Represented by the Director of Technical Services in the Ministry, Fatima Hayatu, the Minister stated that the recurrent problems of tax expenditures have been of immense concern to the government. In fact, the government in July, disclosed that the country’s debt service cost in the first quarter of the year was at N1.9 trillion, which was N310 billion more than the revenue received as of this period and an indication of the debt service significantly outweighing the country’s revenue.

The finance minister however stated that the debt burden could be contained by the government. She noted that by accruing more taxes and redirecting these taxes to the needed fiscal sectors of the economy, it would possibly be easier to reduce the debt burden. She however commended the government on the evaluation of the gross domestic products (GDP) rate. She also pointed out that the program was a means to procure measures to block leakages which of transparent, will help Nigeria borrow less and with enough funds to finance other sectors.
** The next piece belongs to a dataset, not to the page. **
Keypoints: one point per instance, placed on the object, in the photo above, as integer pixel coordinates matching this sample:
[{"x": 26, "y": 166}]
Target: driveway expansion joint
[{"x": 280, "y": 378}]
Government to commence rationalization of tax exemptions.

Upon observation of the traction that reforms in tax expenditures have been making in Nigeria, the minister noted that this development was as a result of the in-house capacities and internal restructuring in agencies to ensure a better efficiency. She also iterated the government’s plan to commence rationalization of tax exemptions by gradually phasing out antiquated pioneers and other incentives for developed industries. She noted that contrary to what was previously obtained, immense benefits were now being achieved from tax exemptions and the concessions offered to small businesses.

Explaining further, Zainab Ahmed pointed out that immense changes have occurred since the system became more transparent and the given tax expenditure by the government will improve growing industries and help create more jobs. She also noted that this tax expenditure initiated by the federal government helped many businesses stay afloat even during the Covid-19 pandemic and to keep their staff. She said that this was a huge achievement, as these lost jobs could have increased the dilemma of insecurity currently ravaging the country.

ECOWAS member-states urged to mobilize taxes to offset revenue decline.

However, the minister indicated Nigeria’s commitment to improving the transparency in its public financial management toward enhancing the mobilization of domestic resources. Cecile Tassin-Pelzer, the head of cooperation, European Union for Nigeria and ECOWAS complained about the low tax to GDP ratio in West Africa. Observing domestic revenue as a major source of government’s expenditure funding and the challenges of revenue mobilization, she urged the member states of ECOWAS to further mobilize more taxes so as to offset the imminent revenue decline.